Prevalence of Occupational Fraud
So just how big of a deal is fraud? Within the company, occupational fraud is responsible for 5% of the organization’s financial loss each year. The median amount of loss is $140,000. And in more than 20% of cases, there’s been over $1 million in loss. If that blows your mind, here’s something even crazier: the majority of fraud is off the radar. For those rare cases that are detected, it’s often times uncovered by accident.
Tackling Fraud Head-On
As an executive, your main priority is your company’s performance and success rate. Why would you want to leave fraud detection to chance? Get ahead of the fraudsters and schemers with a proactive fraud detection approach that uses concept tagging to identify the 3,000+ keywords and phrases. The databahn Concept Tagging API can be used to pinpoint the exact emails containing the nefarious communications.
I’ve said in my previous post that you are sitting on top of an e-mail gold mine. This is a compilation of all interactions your salespeople and customer service agents have had with customers and prospects. You’re looking at potentially 100s of thousands or millions of e-mails. Using e-mail mining and concept tagging, you can tag or red flag concerned emails by inputting some of the thousands of words and phrases associated with fraudulent activity. These include “cover up”, “write off”, and “off the books”, just to name a few. This will allow you to pinpoint these key terms throughout the email text.
You can detect fraud and other suspicious activities by compiling and sifting through the unstructured data (i.e. emails), distinguishing and separating the fraudulent content from the ordinary emails. This allows you to uncover the destructive activities and communications as they’re happening… not once they’ve happened (it’s too late!). The truth of the matter is that anyone could be involved in fraud – even the people you trust the most. This includes employees, managers, and executives.
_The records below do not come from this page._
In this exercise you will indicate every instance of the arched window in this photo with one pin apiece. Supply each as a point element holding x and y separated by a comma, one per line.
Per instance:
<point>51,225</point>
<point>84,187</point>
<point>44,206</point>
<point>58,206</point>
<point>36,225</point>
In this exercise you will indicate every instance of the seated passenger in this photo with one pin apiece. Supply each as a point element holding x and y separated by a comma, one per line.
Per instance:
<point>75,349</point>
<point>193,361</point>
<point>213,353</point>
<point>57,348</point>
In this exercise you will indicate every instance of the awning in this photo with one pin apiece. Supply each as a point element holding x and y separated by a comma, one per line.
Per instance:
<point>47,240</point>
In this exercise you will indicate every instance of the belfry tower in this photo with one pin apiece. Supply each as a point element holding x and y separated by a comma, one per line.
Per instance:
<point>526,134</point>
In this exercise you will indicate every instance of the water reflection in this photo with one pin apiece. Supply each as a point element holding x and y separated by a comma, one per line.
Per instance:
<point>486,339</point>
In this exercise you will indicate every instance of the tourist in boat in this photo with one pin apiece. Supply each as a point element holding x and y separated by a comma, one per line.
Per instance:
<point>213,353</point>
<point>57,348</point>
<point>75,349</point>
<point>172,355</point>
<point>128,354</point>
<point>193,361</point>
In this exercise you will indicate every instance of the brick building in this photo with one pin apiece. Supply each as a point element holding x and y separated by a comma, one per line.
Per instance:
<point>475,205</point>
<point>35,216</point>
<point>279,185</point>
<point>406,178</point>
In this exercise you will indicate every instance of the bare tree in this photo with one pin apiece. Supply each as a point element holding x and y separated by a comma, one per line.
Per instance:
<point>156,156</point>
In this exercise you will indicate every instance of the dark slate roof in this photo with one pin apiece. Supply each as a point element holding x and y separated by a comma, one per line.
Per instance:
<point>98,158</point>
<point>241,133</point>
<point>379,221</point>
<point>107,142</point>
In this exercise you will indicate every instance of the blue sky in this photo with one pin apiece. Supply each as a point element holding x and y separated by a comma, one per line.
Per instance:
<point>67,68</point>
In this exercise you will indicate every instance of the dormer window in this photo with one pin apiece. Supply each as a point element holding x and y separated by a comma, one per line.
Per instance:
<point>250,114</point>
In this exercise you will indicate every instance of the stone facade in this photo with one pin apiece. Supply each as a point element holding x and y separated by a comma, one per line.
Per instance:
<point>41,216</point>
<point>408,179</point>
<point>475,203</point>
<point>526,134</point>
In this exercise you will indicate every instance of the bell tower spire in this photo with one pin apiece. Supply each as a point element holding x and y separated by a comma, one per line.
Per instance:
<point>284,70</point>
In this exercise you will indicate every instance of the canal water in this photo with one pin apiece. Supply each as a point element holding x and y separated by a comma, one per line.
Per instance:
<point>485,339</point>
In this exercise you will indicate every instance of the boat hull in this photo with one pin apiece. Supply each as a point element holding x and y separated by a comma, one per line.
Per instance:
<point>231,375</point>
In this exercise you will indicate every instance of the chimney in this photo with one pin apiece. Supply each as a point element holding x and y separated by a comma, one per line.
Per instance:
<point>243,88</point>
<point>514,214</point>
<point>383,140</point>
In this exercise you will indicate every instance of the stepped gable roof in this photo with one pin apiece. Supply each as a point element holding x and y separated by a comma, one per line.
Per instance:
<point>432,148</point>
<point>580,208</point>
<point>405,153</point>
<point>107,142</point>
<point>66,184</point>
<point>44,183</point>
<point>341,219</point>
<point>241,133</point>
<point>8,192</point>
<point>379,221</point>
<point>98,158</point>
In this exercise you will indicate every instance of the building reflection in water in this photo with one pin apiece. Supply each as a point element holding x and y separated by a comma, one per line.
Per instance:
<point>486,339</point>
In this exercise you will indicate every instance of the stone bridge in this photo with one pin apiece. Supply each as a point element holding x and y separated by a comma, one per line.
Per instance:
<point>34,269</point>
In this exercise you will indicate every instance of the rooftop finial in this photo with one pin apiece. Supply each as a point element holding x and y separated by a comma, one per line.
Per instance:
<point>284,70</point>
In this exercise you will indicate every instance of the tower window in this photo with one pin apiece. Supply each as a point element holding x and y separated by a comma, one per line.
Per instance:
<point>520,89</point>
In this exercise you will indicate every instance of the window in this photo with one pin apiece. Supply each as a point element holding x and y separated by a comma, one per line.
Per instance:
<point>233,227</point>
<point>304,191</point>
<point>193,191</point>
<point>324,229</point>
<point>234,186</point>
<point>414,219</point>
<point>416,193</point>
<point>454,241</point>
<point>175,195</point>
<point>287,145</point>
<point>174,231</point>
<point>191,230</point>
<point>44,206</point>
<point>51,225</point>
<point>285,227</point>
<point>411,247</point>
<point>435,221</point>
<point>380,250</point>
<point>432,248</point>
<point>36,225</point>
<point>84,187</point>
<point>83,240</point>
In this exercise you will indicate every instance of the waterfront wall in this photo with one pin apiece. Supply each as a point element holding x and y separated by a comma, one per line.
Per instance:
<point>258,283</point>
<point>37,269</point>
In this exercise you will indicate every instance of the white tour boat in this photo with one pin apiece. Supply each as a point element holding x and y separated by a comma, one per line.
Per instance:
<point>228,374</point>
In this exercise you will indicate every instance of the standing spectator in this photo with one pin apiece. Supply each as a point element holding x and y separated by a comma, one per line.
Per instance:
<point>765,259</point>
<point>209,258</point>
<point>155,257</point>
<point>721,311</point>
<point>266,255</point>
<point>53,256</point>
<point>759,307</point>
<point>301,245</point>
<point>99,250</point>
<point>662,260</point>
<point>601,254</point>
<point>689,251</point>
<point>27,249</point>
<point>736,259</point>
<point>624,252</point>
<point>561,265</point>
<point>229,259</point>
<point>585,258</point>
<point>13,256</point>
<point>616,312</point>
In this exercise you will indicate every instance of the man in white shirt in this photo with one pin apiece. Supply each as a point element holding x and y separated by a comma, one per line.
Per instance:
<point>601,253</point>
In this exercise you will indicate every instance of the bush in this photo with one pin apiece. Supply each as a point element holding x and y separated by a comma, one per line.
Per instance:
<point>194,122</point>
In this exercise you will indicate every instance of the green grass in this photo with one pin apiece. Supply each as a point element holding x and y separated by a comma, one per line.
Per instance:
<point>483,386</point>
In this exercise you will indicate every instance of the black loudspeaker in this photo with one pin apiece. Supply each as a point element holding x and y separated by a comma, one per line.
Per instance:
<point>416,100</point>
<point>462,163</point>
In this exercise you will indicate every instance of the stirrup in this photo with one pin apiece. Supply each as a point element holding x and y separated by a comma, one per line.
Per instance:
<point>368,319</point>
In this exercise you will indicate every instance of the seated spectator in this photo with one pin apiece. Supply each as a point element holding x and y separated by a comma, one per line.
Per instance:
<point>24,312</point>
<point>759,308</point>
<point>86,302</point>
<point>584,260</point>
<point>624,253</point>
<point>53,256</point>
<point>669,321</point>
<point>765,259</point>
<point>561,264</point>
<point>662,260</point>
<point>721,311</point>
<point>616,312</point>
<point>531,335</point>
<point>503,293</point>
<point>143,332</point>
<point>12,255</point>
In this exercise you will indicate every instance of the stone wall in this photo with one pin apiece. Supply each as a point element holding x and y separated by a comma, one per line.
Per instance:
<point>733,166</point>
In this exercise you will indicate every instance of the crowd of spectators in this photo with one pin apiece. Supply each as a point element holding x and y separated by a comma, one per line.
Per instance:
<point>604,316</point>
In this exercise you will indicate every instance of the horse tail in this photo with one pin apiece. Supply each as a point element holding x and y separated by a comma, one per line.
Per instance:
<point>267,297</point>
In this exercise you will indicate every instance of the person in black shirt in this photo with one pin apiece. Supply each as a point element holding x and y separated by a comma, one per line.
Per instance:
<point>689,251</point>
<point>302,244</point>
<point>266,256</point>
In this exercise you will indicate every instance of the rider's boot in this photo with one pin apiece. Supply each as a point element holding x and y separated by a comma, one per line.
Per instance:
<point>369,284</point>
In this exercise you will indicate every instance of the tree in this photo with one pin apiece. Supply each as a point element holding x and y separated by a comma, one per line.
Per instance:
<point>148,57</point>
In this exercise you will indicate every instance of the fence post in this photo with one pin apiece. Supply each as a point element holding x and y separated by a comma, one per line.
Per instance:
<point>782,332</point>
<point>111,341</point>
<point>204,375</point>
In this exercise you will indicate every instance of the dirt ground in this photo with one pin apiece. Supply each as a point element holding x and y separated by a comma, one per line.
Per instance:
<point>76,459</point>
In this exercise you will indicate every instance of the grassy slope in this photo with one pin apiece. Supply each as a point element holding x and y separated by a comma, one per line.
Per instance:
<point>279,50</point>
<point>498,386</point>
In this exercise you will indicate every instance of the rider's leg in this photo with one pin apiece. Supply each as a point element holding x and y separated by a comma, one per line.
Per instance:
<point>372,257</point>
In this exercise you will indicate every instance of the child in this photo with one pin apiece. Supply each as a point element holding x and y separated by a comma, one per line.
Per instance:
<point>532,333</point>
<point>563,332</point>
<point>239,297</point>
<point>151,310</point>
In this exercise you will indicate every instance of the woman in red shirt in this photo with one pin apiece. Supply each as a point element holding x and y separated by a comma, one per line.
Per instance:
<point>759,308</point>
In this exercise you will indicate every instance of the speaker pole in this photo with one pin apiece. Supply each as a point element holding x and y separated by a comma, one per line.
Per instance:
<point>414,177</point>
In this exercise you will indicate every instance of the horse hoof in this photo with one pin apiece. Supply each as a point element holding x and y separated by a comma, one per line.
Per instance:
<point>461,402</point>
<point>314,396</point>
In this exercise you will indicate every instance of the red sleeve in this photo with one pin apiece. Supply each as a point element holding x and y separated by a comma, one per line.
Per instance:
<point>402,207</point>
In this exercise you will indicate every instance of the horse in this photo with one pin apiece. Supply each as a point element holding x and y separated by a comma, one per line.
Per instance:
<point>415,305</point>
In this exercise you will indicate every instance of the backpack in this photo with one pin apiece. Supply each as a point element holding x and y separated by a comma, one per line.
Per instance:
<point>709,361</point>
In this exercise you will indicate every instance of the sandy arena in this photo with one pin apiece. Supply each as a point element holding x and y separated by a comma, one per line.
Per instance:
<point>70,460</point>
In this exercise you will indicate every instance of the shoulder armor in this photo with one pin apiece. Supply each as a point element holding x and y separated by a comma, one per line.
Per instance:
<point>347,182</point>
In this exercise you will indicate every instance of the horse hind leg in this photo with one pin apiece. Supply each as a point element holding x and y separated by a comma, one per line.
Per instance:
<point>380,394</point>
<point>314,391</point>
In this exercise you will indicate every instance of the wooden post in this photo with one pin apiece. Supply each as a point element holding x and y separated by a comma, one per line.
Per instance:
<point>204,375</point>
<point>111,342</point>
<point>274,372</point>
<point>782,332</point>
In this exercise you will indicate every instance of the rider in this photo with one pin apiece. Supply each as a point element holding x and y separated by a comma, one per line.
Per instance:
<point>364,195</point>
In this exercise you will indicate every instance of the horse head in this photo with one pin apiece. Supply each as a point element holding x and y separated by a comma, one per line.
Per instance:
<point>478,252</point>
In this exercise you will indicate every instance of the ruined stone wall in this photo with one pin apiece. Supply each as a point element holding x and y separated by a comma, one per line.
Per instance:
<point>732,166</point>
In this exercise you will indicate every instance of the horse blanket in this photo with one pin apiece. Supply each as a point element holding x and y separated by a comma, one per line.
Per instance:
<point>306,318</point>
It may hurt to discover someone that has betrayed your trust, but it’s better than feeling the pain financially.
Identifying The Perpetrator
You’ve probably heard the saying “keep your friends close, and your enemies closer.” Before you jump to the conclusion that your nemesis is the newest person on your sales team, the perpetrator could be closer than you think. Get this – the longer a scheming employee works for you, the more money will be lost. And you shouldn’t be quick to dismiss your precious salespeople. In fact, a recent study showed sales and customer service were two of the six departments that combined accounted for 77% of all losses. Isn’t that disconcerting?
You need to think about taking a proactive fraud detection approach to effectively prevent financial loss. Why do you need it? Because your bottom line depends on it.